Separate Feature Walls
If the room is large enough to allow for adjacent feature walls, separate the television and the fireplace into two distinct viewing areas. The wood paneling running up the wall and over the ceiling to surround the fireplace wall makes for a perfect integration — it almost feels as if they are on the same wall.
Design tip: Think carefully about your furniture plan when you have two focal points in a living room. What would you and your guests prefer to see — the fireplace or the television?
This idea is installing the units side by side, with one feature point off-centered to the room. I personally feel that this installation is perfect for a large sectional sofa that would not need to be floated in the room. A great space for entertaining! Note to soffits above, build for dynamic and functional lighting, and also creating balance and symmetry.
The installation below almost becomes a ‘stacked’ feature wall, yet utilizing texture and scale, creates a more attractive focal point. Using a sleek and modern black firebox also greatly assists in balancing the simple and dark shape of the television.
Smaller can be better
Consider a smaller television unit. A screen that is a better scale for the firebox itself. Bigger is not always better as proven in the installation below.

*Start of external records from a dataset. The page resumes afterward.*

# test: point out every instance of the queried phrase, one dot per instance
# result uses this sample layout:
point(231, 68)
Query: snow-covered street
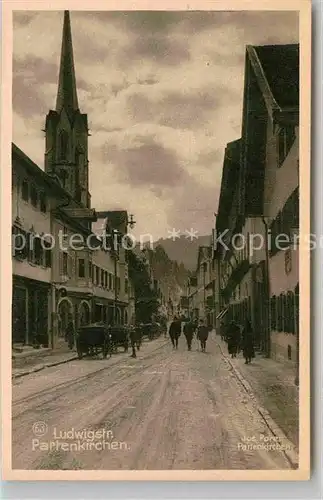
point(167, 409)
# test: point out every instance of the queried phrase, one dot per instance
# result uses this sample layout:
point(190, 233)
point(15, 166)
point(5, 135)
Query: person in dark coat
point(70, 333)
point(247, 342)
point(202, 334)
point(133, 338)
point(223, 330)
point(175, 331)
point(233, 338)
point(188, 330)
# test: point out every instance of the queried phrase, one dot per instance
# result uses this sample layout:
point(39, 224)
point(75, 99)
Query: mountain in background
point(183, 250)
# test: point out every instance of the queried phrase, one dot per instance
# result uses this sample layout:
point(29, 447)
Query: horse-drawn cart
point(92, 340)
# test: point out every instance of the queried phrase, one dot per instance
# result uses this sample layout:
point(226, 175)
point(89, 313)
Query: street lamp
point(116, 236)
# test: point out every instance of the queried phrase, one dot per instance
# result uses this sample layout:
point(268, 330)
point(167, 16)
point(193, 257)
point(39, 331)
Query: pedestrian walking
point(188, 331)
point(132, 334)
point(202, 334)
point(223, 331)
point(233, 338)
point(70, 333)
point(247, 342)
point(175, 331)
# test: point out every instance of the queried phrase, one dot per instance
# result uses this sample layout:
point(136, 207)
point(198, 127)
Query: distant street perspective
point(168, 409)
point(155, 241)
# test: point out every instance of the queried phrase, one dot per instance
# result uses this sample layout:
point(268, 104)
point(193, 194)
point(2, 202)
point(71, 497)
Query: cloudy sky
point(163, 94)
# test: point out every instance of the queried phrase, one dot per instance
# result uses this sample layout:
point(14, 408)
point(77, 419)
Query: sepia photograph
point(159, 181)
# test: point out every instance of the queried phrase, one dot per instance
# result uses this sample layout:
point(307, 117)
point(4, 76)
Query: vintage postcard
point(156, 166)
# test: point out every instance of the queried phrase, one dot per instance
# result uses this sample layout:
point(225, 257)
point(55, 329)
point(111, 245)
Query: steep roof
point(230, 180)
point(276, 68)
point(281, 67)
point(67, 94)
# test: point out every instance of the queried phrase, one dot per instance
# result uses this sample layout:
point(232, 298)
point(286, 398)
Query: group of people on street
point(190, 328)
point(238, 339)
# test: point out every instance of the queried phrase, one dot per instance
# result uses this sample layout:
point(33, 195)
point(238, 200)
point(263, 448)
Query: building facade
point(259, 204)
point(69, 273)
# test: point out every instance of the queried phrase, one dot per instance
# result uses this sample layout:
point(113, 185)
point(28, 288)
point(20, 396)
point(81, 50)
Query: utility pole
point(267, 292)
point(204, 291)
point(115, 255)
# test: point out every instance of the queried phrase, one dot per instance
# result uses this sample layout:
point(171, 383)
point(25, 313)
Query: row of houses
point(63, 268)
point(251, 267)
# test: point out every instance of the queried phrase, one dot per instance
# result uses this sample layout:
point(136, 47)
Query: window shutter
point(61, 263)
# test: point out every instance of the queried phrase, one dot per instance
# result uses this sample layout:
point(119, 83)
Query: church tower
point(66, 129)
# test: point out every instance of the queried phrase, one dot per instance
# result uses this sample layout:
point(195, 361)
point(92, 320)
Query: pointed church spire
point(67, 95)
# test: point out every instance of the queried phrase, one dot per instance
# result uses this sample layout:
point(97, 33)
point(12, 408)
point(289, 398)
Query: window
point(43, 202)
point(65, 263)
point(19, 243)
point(33, 195)
point(81, 268)
point(25, 190)
point(38, 253)
point(280, 315)
point(63, 145)
point(48, 254)
point(286, 138)
point(273, 313)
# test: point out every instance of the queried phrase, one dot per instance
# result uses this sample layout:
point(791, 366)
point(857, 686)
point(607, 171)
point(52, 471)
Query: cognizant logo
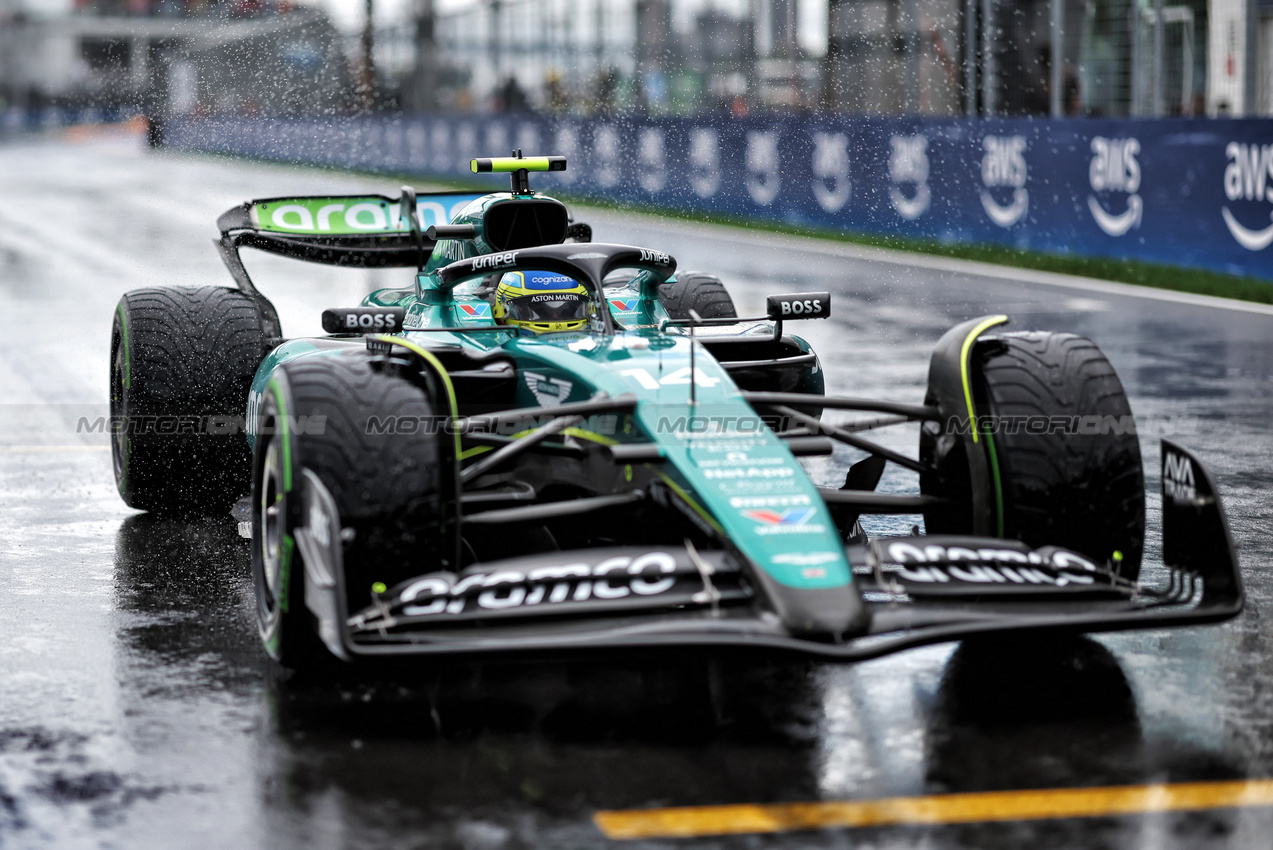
point(1246, 178)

Design tip:A smaller television screen also allows for a lower installation. Furthering to assist in a solution for the straining neck complaint.
Some may have difficulty combining two main design elements, but this homeowner managed to do three. This asymmetrical layout mixes the size of all three pieces (television, fireplace and artwork) comfortably into one design by maximizing the height and balancing the width of the wall.
Design tip: When adding artwork above the fireplace, do your research before purchasing to make sure it can withstand the heat output.
Work all the Angles
This design makes great use of an angled wall while still making it easy to enjoy the fireplace and the TV at the same time.
Design tip: Connect your fireplace mantel visually to the main shelving. As in the designs shown here.
As always I hope you enjoyed today’s post, and I encourage you to do great work.